Benzer bir yöntemi bu kez doğup, büyüdüğü sonra terk ettiği milli görüş çizgisinde deneyecek. Kulislerde Saray’ın Saadet Partisi’nin (SP) içine el attığı ve olası erken seçimde ittifak yapmak istediği konuşuluyor. Hedefinde Erbakan Hocasının mirasını AKP’nin içinde eritmek var.
Gerçi, Erdoğan milli görüş gömleğini çıkarttığını ilan edeli çok oldu. O nedenle hocası Erbakan’dan hayli fırça yedi, tabandan tepki de aldı ama iktidarını ayakta tutacaksa o gömleği yeniden giymekten geri durmayacaktır.

***

Seçim öncesinde konu gündeme gelmiş ancak SP’nin ak sakallılarının karşı durması üzerine yaşama geçmemişti. Şimdi hayli güçlü temaslardan, yüksek sayılı vekil pazarlığından söz ediliyor.
Kamalak’ın bu ittifaka karşı olduğu biliniyor. SP lideri bir süredir çözüm sürecinin sonlanmasından İncirlik’in açılmasına kadar pek çok konuda AKP politikalarına temelden karşı duruyordu. Erdoğan’a bir de “endişe mektubu” yazmıştı.
Kamalak’ın tek başına karşı durması yeterli olur mu? SP’nin Erbakan’ın okulundan yetişen deneyimli isimlerinin bir bölümü de Kamalak’tan farklı düşünmüyor. Ancak, Saray’ın hedefinde başkaca etkili isimler ile oğul Fatih Erbakan’ın olduğu ileri sürülüyor.
Yine bazı önemli SP’lilerin son dönemde iktidarın milli görüş çizgisine yakın politika ürettiği gerekçesiyle ikna edildiği savlanıyor.
Saray’ın hedefindeki bir diğer siyasi küme Büyük Birlik Partisi (BBP). Seçim öncesinde o çevrelerle de temaslar yürütülmüş, ancak milletvekili sayılarında anlaşma olmadığı için işbirliği sağlanamamıştı. Bunun üzerine SP ve BBP seçim ittifakı yapmışlar, yüzde 2,1 oranına ulaşabilmişlerdi.
İktidarın PKK’ye, çözüm sürecine yönelik tutum değişikliği BBP kanadında bugün olumlu karşılık bulabilir.
Seçimin ardından AKP içinde “SP ittifakı olsa yaratacağı sinerji ile belki de kıl payı iktidarı yakalayacaktık” çıkışları yapanlar da olmuştu.

***

Bir taraftan Davutoğlu koalisyon görüşmelerini yürütürken diğer yanda Saray gözünü iki puana dikmiş, siyasetin arka odalarında tek başına iktidar arayışlarını sürdürüyor.
O iki puan Erdoğan için çok değerli, çünkü AKP’yi 43’lere taşıyor.
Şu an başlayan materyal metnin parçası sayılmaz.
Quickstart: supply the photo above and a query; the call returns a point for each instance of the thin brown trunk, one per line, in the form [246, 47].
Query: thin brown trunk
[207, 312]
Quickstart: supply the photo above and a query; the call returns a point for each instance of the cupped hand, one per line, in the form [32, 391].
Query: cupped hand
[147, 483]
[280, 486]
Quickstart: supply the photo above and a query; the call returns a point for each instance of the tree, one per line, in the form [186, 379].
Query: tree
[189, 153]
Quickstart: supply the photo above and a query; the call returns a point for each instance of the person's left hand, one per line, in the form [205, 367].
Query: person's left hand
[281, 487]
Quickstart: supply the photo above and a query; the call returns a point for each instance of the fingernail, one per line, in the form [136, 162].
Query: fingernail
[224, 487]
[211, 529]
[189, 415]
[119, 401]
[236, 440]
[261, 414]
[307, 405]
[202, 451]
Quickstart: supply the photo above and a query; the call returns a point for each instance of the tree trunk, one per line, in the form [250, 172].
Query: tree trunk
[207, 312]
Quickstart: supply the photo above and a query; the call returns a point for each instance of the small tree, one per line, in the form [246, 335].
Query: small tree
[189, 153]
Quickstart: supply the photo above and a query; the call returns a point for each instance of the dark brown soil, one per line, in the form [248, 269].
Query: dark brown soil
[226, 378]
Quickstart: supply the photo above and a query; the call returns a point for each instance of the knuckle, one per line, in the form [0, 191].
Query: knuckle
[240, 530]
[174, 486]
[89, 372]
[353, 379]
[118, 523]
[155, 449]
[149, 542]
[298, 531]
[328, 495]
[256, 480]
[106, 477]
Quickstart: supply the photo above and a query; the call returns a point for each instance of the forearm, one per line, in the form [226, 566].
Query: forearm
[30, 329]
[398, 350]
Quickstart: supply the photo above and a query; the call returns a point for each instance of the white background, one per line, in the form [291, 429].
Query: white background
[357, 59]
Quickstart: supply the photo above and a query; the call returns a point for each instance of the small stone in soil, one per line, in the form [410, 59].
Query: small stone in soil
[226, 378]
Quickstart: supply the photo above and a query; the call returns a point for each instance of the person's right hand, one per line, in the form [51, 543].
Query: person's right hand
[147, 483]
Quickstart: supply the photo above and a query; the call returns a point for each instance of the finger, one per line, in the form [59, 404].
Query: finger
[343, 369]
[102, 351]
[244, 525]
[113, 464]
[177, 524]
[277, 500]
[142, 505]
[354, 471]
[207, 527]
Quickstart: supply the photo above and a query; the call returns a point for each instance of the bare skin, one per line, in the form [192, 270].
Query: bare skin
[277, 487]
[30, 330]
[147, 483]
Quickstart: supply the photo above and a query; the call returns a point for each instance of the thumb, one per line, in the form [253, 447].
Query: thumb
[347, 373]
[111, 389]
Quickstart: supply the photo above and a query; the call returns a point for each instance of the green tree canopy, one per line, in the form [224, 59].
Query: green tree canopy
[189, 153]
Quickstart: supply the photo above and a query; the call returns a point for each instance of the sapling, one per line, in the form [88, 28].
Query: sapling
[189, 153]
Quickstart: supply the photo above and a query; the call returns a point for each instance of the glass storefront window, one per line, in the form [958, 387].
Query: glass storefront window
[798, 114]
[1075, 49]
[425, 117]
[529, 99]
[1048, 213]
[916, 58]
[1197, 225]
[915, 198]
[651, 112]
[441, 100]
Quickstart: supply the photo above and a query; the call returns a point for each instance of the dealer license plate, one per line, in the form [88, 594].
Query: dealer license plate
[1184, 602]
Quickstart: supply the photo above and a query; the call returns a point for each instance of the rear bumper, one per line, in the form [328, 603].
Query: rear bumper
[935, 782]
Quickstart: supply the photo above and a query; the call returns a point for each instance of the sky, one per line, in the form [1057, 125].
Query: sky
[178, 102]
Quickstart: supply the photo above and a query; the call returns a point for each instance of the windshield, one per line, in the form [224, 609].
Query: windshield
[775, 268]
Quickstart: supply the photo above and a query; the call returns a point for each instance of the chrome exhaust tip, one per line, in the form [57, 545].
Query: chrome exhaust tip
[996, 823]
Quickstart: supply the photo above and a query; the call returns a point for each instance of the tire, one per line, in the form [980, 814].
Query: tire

Milliyetçi oylardan devşirilecek birkaç puan da hesaba katılırsa AKP’nin 45’lere ulaşıp kıl payı iktidarı yakalayacağı varsayılıyor.
Erdoğan, seçim satrancında kritik hamlelere imza atmayı sürdürüyor. Yaptığı her hamle AKP ve Davutoğlu adına ağır riskler taşıyor.
Bugün kurtuluşu dün sırt çevirdiği hocasının partisinde arıyor. Özelikle de kan akarken iktidar hırsı ile erken seçimi zorlaması, milli görüş tabanından -ve belki tavanından da- ummadık tepkiler görebilir.
13 yıldır Erdoğan’a muhalefet eden Erbakan Hoca’nın gerçek talebeleri Saray ve şürekasına unutamayacakları bir ders verebilir.